Touch sensors are increasingly popular devices because they provide a natural interface between an electronic system and operator. Rather than using a keyboard to type in data, for example, touch sensors allow the user to transfer information to a computer by touching a displayed icon, or by writing or drawing on a screen. It is desirable in many applications for the touch screen to be transparent and positioned over a display.
Several types of transparent touch sensors use resistive or capacitive techniques to detect touch location. A resistive touch sensor includes two layers of transparent conductive material, such as a transparent conductive oxide, separated by a gap. When touched with sufficient force, one of the conductive layers flexes to make contact with the other conductive layer. The location of the contact point is detectable by controller circuitry that senses the change in resistance at the contact point.
Resistive touch sensors depend upon actual contact between the conductive layers, and this technique presents several problems. First, frequent contact causes the conductive layers to rub and may damage the conductive layers. Transparent conductive layers are brittle and flexing causes degradation in the conductive material due to microcracks at the flex point. With repeated flexing, an area of conductive material may flake off from one contact, thereby causing voids in the contact layers. Also, the conductive layer used in a resistive touch sensor may degrade due to interaction between the conductive layers and surrounding materials. Degradation of the conductive layers by the mechanisms discussed above may result in decreased optical transmission or loss of sensitivity, resolution, and accuracy in detecting the touch location.
A capacitive touch sensor typically includes a single conductive layer for touch detection. A finger touch to the sensor provides a capacitively coupled path from the conductive layer through the body to earth ground. The location of the contact point is detectable by controller circuitry that measures a change in a capacitively coupled electrical signal at the touch location.
In contrast to the resistive touch sensor, operation of the capacitive touch sensor described above does not require flexing a conductive layer to the point of contact.
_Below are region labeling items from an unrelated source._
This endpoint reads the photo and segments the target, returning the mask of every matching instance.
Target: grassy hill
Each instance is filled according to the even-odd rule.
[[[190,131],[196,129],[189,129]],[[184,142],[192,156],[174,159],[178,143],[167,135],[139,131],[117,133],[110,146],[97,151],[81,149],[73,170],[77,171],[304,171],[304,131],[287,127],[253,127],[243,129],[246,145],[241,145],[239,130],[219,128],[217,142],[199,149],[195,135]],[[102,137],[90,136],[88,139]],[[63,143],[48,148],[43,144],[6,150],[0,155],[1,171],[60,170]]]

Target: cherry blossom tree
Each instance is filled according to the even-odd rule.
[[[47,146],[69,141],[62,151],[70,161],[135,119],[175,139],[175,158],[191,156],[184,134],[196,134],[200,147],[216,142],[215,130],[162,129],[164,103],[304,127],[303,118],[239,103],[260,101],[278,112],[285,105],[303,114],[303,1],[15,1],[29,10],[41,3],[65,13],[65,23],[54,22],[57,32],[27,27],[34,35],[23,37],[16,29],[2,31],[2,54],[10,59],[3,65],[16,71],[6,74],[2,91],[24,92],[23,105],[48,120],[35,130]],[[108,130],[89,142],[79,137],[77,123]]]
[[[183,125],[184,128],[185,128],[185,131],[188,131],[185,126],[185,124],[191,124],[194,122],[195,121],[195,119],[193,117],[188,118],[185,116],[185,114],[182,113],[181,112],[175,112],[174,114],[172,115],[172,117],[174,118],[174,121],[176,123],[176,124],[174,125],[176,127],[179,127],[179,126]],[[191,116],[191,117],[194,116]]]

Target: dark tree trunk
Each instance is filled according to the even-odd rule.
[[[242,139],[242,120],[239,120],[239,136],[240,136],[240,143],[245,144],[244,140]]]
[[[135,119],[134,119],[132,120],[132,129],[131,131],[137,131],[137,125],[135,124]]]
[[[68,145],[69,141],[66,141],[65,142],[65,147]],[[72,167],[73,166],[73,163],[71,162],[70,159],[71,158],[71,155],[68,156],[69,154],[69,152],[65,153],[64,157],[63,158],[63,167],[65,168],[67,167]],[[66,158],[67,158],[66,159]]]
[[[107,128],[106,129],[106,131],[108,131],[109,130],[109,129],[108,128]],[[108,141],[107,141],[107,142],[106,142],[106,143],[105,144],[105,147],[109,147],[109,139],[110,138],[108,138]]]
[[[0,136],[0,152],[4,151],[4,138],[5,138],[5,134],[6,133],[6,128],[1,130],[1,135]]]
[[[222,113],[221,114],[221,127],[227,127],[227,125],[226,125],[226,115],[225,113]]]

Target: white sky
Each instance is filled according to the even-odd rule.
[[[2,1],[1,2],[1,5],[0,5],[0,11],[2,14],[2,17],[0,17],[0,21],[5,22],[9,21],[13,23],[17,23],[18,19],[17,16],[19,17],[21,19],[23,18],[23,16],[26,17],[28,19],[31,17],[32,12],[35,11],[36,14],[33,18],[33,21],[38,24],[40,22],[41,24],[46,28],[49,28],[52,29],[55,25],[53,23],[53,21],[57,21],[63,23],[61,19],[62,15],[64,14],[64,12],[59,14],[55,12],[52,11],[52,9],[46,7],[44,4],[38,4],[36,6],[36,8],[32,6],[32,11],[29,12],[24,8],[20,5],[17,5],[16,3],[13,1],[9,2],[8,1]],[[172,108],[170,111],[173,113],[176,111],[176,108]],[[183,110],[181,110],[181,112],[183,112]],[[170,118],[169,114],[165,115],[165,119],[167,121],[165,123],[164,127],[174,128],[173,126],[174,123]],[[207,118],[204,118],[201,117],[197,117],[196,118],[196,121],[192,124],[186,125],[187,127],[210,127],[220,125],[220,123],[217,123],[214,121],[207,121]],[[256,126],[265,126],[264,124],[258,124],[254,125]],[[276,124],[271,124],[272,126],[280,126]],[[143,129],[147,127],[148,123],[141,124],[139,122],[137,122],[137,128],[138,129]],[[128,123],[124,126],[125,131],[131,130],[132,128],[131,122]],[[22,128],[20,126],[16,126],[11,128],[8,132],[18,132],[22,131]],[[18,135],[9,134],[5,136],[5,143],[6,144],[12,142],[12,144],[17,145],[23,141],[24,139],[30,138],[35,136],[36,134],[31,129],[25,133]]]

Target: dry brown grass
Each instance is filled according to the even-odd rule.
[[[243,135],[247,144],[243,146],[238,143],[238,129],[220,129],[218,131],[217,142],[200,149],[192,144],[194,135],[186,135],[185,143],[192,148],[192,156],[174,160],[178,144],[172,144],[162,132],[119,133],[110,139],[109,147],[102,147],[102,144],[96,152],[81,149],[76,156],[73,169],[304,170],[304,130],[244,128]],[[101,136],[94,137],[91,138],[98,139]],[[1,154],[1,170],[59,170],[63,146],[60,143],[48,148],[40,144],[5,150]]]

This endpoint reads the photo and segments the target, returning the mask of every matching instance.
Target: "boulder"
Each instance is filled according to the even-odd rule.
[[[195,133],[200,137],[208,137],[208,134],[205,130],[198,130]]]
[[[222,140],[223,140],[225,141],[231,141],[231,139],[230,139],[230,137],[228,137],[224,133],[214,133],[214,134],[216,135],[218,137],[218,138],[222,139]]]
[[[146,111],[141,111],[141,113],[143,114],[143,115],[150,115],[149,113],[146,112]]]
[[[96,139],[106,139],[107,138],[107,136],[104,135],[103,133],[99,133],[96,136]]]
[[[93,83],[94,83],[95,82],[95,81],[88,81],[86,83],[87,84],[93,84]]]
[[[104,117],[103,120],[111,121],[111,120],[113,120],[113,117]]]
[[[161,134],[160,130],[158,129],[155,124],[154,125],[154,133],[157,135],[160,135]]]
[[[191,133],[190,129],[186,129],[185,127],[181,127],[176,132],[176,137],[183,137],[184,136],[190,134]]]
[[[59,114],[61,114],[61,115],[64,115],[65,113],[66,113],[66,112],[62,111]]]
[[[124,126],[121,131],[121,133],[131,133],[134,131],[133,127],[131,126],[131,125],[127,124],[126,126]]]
However, the capacitive sensor requires a more complex controller to compensate for low signal to noise ratio due to large external capacitance and the variability of the capacitance of the finger touch. A capacitive touch sensor requires that the touch produce a capacitively coupled circuit to ground and is only operable by a finger touch or a conductive stylus. Touches with a non-conductive stylus, gloved hand or fingernail are typically undetectable, or are undetectable under most circumstances. Further, operating a sensor by a finger touch may not provide the spatial resolution required for some applications, for example, drawing on a small hand held computer screen. Spatial resolution may be improved using a conductive stylus, however, some users find the requirement of a special stylus objectionable.